• 1 janvier 2026
Virus - COVID - L'ignorance et l'égoïsme sont nos ennemisVirus - COVID - L'ignorance et l'égoïsme sont nos ennemis
Depuis Aristote jusqu’à Pasteur, une même évidence traverse les siècles : certaines maladies se transmettent. Pourtant, il faut encore rappeler que le virus ne voyage pas seul mais avec nous, dans l’air que nous partageons, sur les objets que nous touchons, dans les gestes que nous négligeons. L’épidémie n’est pas qu’une affaire de science ou d’État, elle révèle surtout la part de responsabilité et de liberté que chacun porte dans la contagion des autres.

Origine et évidence des maladies infectieuses

Nous nous en doutons depuis en tous cas 2300 ans (Aristote)… Nous en avons la preuve scientifique depuis 162 ans… Les maladies peuvent être infectieuses. Et, lorsqu’elles le sont, elles se transmettent entre individus par les échanges de fluides corporels. Soit dans l’air, soit sur les objets ou par contact direct… Comme un poisson vivant: il voyage de bocal en aquarium, de ruisseau en sac plastique, mais toujours dans l’eau. Il voyage dans son milieu. Et le milieu des virus et des bactéries est le fluide corporel: parfois en quantités infimes. Nous savons aussi que le comportement des individus influence fortement les échanges de fluides corporels. Et enfin, nous savons que l’augmentation de ces échanges de fluides peut provoquer une contagion massive et donc une épidémie. Le nier c’est faire preuve de révisionnisme. La police, les politiques, les scientifiques, les croyances et les marabouts, n’y peuvent rien. Ils ne portent pas la responsabilité de ces faits.

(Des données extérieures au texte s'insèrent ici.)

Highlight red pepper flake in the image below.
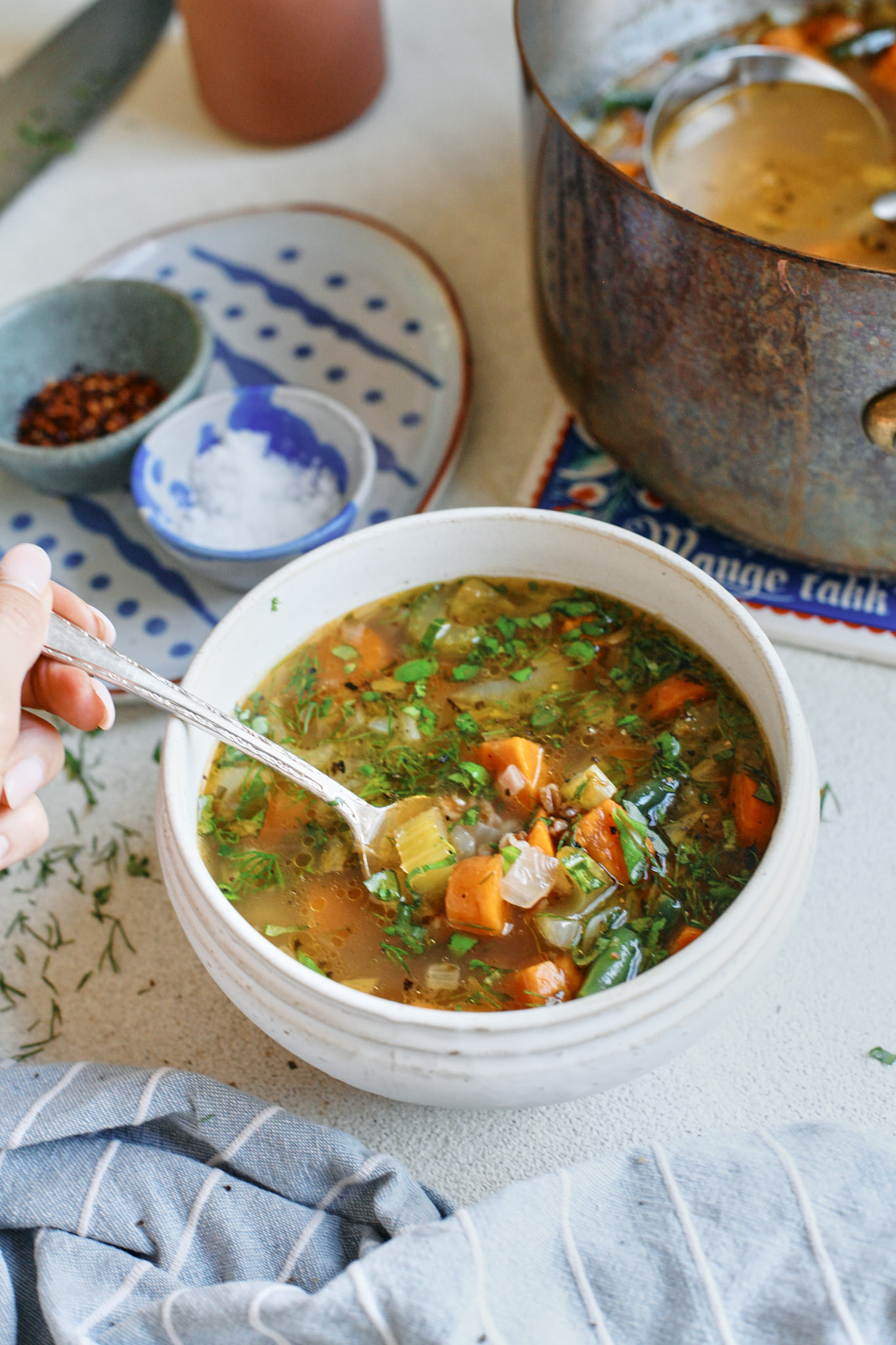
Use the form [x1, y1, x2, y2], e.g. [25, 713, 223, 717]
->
[16, 367, 168, 448]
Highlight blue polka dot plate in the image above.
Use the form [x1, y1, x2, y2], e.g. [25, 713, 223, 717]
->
[0, 206, 470, 678]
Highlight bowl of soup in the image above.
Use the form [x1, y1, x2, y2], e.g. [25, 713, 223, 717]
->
[157, 508, 818, 1107]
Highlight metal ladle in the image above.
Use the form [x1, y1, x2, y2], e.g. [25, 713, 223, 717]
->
[43, 612, 433, 877]
[643, 46, 896, 222]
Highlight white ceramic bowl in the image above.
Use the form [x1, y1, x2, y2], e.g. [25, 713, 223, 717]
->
[157, 508, 818, 1107]
[131, 384, 376, 589]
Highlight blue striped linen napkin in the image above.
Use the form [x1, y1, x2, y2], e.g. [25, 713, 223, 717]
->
[0, 1061, 896, 1345]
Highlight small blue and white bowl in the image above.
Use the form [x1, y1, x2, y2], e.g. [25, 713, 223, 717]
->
[131, 385, 376, 590]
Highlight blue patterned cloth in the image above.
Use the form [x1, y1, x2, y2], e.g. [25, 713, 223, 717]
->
[0, 1063, 896, 1345]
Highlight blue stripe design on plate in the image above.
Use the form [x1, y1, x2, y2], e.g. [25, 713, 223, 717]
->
[213, 336, 417, 489]
[373, 435, 417, 487]
[67, 495, 219, 625]
[190, 248, 443, 387]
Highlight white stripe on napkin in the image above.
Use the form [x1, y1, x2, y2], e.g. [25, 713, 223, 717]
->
[168, 1172, 224, 1275]
[246, 1280, 295, 1345]
[75, 1139, 121, 1237]
[653, 1143, 735, 1345]
[78, 1262, 152, 1345]
[347, 1262, 398, 1345]
[557, 1168, 612, 1345]
[457, 1209, 507, 1345]
[208, 1107, 280, 1168]
[757, 1128, 865, 1345]
[277, 1154, 384, 1285]
[0, 1060, 85, 1168]
[131, 1065, 172, 1126]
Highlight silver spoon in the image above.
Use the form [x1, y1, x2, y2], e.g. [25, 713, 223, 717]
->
[43, 612, 434, 877]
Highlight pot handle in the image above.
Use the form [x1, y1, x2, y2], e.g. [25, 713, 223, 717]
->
[863, 387, 896, 453]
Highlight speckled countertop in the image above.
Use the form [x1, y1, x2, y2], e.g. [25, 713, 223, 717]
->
[0, 0, 896, 1202]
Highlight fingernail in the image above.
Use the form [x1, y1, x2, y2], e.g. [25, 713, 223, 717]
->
[90, 676, 116, 729]
[0, 542, 53, 597]
[87, 603, 116, 644]
[3, 756, 45, 810]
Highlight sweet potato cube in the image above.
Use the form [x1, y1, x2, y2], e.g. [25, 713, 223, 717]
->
[731, 771, 778, 854]
[258, 789, 310, 850]
[870, 46, 896, 94]
[641, 675, 712, 721]
[444, 854, 507, 933]
[575, 799, 629, 882]
[508, 954, 582, 1009]
[480, 738, 549, 808]
[317, 625, 393, 688]
[526, 818, 556, 858]
[759, 23, 825, 60]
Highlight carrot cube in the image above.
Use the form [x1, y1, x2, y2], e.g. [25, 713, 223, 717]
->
[526, 818, 556, 857]
[317, 625, 391, 688]
[731, 771, 778, 854]
[575, 799, 629, 882]
[258, 791, 309, 850]
[509, 954, 582, 1009]
[641, 674, 712, 720]
[870, 46, 896, 94]
[759, 23, 825, 60]
[480, 738, 549, 808]
[669, 925, 702, 952]
[444, 854, 507, 933]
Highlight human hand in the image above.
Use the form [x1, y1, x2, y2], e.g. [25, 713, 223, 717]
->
[0, 542, 116, 869]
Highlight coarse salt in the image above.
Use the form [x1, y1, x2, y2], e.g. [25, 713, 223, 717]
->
[176, 429, 343, 550]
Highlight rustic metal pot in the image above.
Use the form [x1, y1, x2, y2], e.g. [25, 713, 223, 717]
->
[516, 0, 896, 574]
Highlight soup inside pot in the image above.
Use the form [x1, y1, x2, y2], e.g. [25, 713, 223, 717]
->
[199, 577, 778, 1011]
[588, 0, 896, 271]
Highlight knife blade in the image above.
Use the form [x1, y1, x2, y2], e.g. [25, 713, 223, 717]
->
[0, 0, 172, 209]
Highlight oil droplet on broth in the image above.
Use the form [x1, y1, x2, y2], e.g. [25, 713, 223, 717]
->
[654, 82, 896, 255]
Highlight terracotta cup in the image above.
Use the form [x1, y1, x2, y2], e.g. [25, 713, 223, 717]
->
[179, 0, 385, 145]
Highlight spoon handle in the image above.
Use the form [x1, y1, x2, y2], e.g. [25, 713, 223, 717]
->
[45, 612, 379, 838]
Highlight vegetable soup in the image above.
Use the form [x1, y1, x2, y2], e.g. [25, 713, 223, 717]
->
[583, 0, 896, 271]
[199, 579, 778, 1011]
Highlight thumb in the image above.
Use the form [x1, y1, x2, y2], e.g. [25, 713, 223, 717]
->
[0, 542, 53, 771]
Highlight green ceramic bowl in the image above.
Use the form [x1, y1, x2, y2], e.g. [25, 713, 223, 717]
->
[0, 280, 212, 495]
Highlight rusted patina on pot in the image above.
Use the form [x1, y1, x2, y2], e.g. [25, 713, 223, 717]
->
[516, 0, 896, 574]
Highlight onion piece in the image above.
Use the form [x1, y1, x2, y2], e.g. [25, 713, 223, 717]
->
[426, 961, 461, 990]
[452, 827, 475, 860]
[497, 765, 525, 799]
[501, 842, 560, 910]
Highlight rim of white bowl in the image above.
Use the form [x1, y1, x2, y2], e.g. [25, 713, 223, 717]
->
[160, 507, 817, 1036]
[131, 384, 376, 561]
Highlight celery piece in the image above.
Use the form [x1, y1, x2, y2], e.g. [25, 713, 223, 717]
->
[364, 869, 402, 902]
[557, 845, 612, 896]
[395, 807, 457, 897]
[560, 765, 616, 808]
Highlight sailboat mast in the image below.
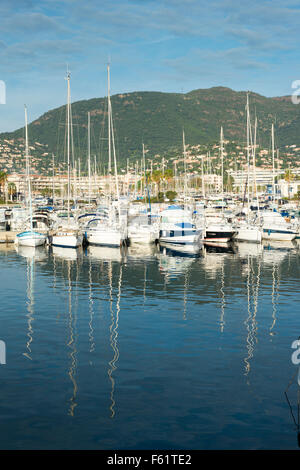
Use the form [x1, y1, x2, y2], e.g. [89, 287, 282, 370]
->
[24, 105, 33, 232]
[107, 64, 111, 199]
[67, 71, 71, 223]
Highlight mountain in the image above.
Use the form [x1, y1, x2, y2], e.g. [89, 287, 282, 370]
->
[0, 87, 300, 164]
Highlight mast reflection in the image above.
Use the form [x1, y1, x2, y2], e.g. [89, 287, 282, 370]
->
[107, 262, 123, 418]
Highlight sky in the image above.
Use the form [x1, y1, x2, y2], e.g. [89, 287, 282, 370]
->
[0, 0, 300, 132]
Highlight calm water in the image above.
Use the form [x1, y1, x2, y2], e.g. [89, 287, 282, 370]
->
[0, 244, 300, 450]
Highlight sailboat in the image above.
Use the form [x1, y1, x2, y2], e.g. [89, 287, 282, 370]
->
[260, 123, 297, 241]
[52, 72, 83, 248]
[85, 65, 127, 246]
[234, 93, 262, 243]
[204, 127, 235, 243]
[15, 106, 47, 246]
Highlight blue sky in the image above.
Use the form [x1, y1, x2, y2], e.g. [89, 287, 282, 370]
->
[0, 0, 300, 132]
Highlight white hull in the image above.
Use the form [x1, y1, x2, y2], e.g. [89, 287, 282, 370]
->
[52, 233, 83, 248]
[15, 232, 47, 247]
[262, 228, 297, 241]
[159, 231, 201, 245]
[128, 232, 158, 245]
[86, 229, 125, 246]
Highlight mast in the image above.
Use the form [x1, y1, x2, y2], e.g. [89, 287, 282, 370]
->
[24, 104, 33, 232]
[220, 126, 224, 210]
[66, 71, 71, 223]
[107, 64, 112, 199]
[247, 92, 250, 218]
[88, 112, 91, 205]
[271, 123, 275, 202]
[52, 153, 55, 206]
[182, 129, 187, 205]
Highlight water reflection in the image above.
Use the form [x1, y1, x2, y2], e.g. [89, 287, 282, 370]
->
[108, 263, 123, 418]
[244, 255, 261, 378]
[14, 245, 47, 360]
[3, 239, 299, 447]
[66, 258, 78, 416]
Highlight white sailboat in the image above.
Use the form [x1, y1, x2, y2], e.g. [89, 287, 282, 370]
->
[85, 65, 127, 246]
[234, 93, 262, 243]
[52, 72, 83, 248]
[15, 106, 47, 246]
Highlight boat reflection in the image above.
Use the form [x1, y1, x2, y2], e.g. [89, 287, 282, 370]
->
[15, 245, 48, 261]
[86, 245, 125, 262]
[50, 246, 82, 261]
[127, 244, 159, 261]
[244, 255, 261, 378]
[157, 245, 200, 282]
[107, 262, 123, 418]
[234, 242, 263, 258]
[64, 258, 78, 416]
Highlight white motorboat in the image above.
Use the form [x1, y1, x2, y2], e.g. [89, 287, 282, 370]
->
[159, 206, 202, 245]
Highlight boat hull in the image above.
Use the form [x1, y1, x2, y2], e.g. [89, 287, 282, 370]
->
[51, 234, 83, 248]
[159, 230, 202, 245]
[262, 228, 297, 241]
[15, 231, 47, 247]
[85, 230, 125, 246]
[233, 227, 262, 243]
[204, 230, 235, 243]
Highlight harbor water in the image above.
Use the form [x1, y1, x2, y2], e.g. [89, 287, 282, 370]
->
[0, 241, 300, 450]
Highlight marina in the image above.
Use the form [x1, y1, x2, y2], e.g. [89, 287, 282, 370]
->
[0, 241, 300, 449]
[0, 0, 300, 456]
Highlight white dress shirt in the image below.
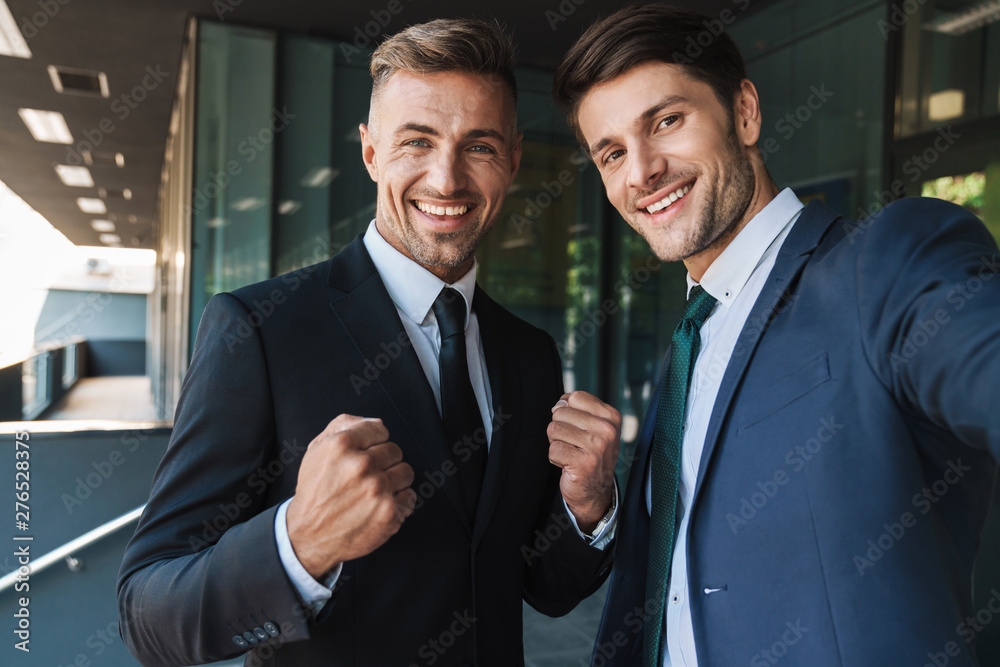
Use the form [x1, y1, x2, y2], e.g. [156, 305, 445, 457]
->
[646, 188, 803, 667]
[274, 220, 617, 611]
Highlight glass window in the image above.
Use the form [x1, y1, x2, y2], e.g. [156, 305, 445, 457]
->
[900, 0, 1000, 137]
[274, 36, 341, 274]
[21, 352, 51, 420]
[191, 22, 278, 341]
[476, 71, 608, 392]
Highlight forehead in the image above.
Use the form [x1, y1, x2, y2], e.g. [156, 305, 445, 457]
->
[577, 61, 721, 142]
[378, 71, 514, 137]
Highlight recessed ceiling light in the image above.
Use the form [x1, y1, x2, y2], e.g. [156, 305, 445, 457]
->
[302, 167, 340, 188]
[80, 151, 125, 167]
[927, 88, 965, 121]
[17, 109, 73, 144]
[76, 197, 108, 214]
[56, 164, 94, 188]
[48, 65, 111, 97]
[925, 0, 1000, 35]
[230, 197, 267, 212]
[0, 0, 31, 58]
[90, 220, 115, 232]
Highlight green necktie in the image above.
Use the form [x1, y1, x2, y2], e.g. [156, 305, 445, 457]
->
[643, 285, 715, 667]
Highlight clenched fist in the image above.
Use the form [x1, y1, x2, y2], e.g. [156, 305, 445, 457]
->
[286, 415, 417, 579]
[547, 391, 622, 533]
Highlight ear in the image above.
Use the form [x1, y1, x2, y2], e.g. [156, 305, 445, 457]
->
[734, 79, 763, 146]
[510, 132, 524, 183]
[358, 123, 378, 183]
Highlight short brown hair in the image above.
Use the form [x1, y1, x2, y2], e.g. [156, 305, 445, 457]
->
[370, 18, 517, 140]
[553, 4, 746, 145]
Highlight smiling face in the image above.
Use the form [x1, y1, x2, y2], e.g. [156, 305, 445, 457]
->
[361, 71, 521, 283]
[577, 62, 764, 280]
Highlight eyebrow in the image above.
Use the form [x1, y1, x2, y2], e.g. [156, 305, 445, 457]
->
[396, 123, 507, 142]
[590, 95, 688, 157]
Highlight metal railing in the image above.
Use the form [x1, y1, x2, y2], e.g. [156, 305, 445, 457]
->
[0, 505, 146, 592]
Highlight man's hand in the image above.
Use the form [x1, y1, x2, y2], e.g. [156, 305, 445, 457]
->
[286, 415, 417, 579]
[547, 391, 622, 533]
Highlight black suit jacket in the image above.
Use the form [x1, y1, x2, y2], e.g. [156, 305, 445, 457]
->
[118, 237, 610, 667]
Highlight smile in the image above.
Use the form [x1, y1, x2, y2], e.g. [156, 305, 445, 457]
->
[413, 199, 471, 215]
[646, 183, 694, 213]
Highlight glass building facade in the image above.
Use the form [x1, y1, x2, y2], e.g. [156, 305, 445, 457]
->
[154, 0, 1000, 480]
[143, 0, 1000, 655]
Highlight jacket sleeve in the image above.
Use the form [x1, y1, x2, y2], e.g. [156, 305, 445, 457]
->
[521, 338, 615, 616]
[857, 198, 1000, 459]
[118, 294, 320, 667]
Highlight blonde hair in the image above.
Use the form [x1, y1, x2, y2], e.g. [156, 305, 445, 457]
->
[368, 18, 517, 141]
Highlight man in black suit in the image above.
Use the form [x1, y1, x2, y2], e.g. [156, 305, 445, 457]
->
[118, 20, 621, 667]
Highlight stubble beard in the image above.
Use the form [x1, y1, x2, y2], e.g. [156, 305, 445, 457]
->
[379, 188, 490, 269]
[629, 127, 756, 262]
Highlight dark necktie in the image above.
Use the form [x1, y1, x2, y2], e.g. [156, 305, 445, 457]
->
[434, 287, 487, 520]
[643, 285, 715, 667]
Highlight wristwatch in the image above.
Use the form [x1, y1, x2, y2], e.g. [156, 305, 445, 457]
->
[590, 481, 618, 542]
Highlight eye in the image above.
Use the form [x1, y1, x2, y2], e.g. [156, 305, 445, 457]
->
[604, 148, 625, 164]
[657, 114, 681, 128]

Responsabilité individuelle

C’est donc à chacun d’entre nous de décider s’il veut adopter un comportement qui va le protéger et préserver les autres de la contamination. Nous sommes chacun, individuellement, responsables de nos agissements. Nous sommes donc chacun, individuellement, libres de choisir si nous voulons être contaminés et/ou contaminer autrui.

Les limites du système de santé

Le nombre, l’efficacité et la performance des centres de soin n’est pas non plus à remettre en cause dans le nombre d’infections du COVID19. La seule chose dont ils portent indirectement la responsabilité, suite aux décisions politiques, c’est la capacité d’accueil. Or, cette capacité d’accueil n’est pas remettre en cause non plus puisque ces structures sont prévues pour un taux de fréquentation normal PLUS une proportion variable d’occupation supplémentaire. Si la capacité d’accueil normale et la capacité d’accueil de réserve sont dépassées c’est parce que le nombre d’infections dues à la pandémie de COVID dépasse largement ce qui était prévisible. Et si ce taux dépasse largement ce qui était prévisible c’est parce qu’il s’agit d’une maladie hautement contagieuse et parce que trop de personnes se comportent comme si cette maladie n’était que faiblement ou pas contagieuse.

Le rôle de l’État

Un des rôles de l’État est de protéger sa population contre les ennemis extérieurs et intérieurs. C’est aussi son rôle de protéger les individus entre eux et les plus faibles de ses citoyens. Mais, faute de pouvoir injecter du bon sens dans le cerveau des gens, l’État se voit contraint d’édicter des règles pour protéger une partie de sa population contre l’égoïsme et l’ignorance d’une autre partie de la population. Ces règles et ces mesures ont pour effet de plonger le pays dans une situation qui ressemble à celle que l’on vit dans une dictature totalitaire bardée d’interdits. Mais ce sentiment de privation de liberté n’est en fait que la conséquence des mesures prises par l’État en raison de l’égoïsme et de l’ignorance de certains d’entre nous.

Liberté et responsabilité collective

Ne nous y trompons pas: la liberté de chacun s’arrête ou commence celle des autres. Que les libres penseurs de tout poil, les refuseurs de système et autres illuminés de la vérité prennent garde que cette liberté individuelle, dont ils se targuent d’être les défenseurs, ne soit pas, en réalité, un instrument de dictature. Qu’ils prennent garde de ne pas être eux-mêmes les coupables égoïstes des privations de liberté que nous subissons tous.

Nous sommes chacun d’entre nous, par notre attitude, notre comportement, la cause du tort causé à l’autre.